The chicken itself was marinated in a lot of things.
Allspice, ginger, garlic, and my secret ingredient.
I'ma tell you guys.
- Okay.
- Fish sauce.
- Mmm.
Yeah, to bring the umami and the salt.
- A little funk in there.
- That is excellent.
It's so good.
It kind of opens up in these layers as it hits your tongue.
Like the coconut takes a little while to come in, and then you get the sweet from the mango.
And I really like the crispiness of the crust.
This is delicious.
So for you doing the show, why is it important to introduce the audience to places like this?

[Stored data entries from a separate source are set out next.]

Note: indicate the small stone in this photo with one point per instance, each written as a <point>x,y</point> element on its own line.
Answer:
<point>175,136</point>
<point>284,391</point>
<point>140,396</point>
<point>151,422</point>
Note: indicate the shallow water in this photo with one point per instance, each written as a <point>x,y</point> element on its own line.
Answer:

- You know, when we first moved up to Washington, the big reason we started the show was because we didn't see a lot of Black people.
And so to have a pizzeria owned by someone Black, that's huge for us.
You know, it kind of not only reinforces for our audience that there are Black people up here, but also we're doing great things like making unbelievable award-winning pizza.
- A year before we even moved to Seattle, my wife and I, we were shopping cities and I came across their TikTok.
Their videos helped us decide to come here.
I really wanted to be around more Black people, and it made me feel really comfortable in making that step here.
- It makes us feel awesome hearing those stories.
It gives us that encouragement to keep going.
- I do think that you changed my pizza world.
You really did.
This is so delicious and it gives me something to look forward to to know that I can come in at any time and not know what I'm going to get, so I'm excited to come back.
- [Rachel] I can't eat this on camera... - [Trey] You can't eat...?
You gotta pick it up.
It's chicken.
- Can I just pick it up?
- Yeah!
- [Trey] Here, would you like some help?
I can cut through the joint.
- Yeah, cut my food for me!
- Okay, I mean I don't mind eating with my hand, I'm trying to be like a lady, which I don't think that I am.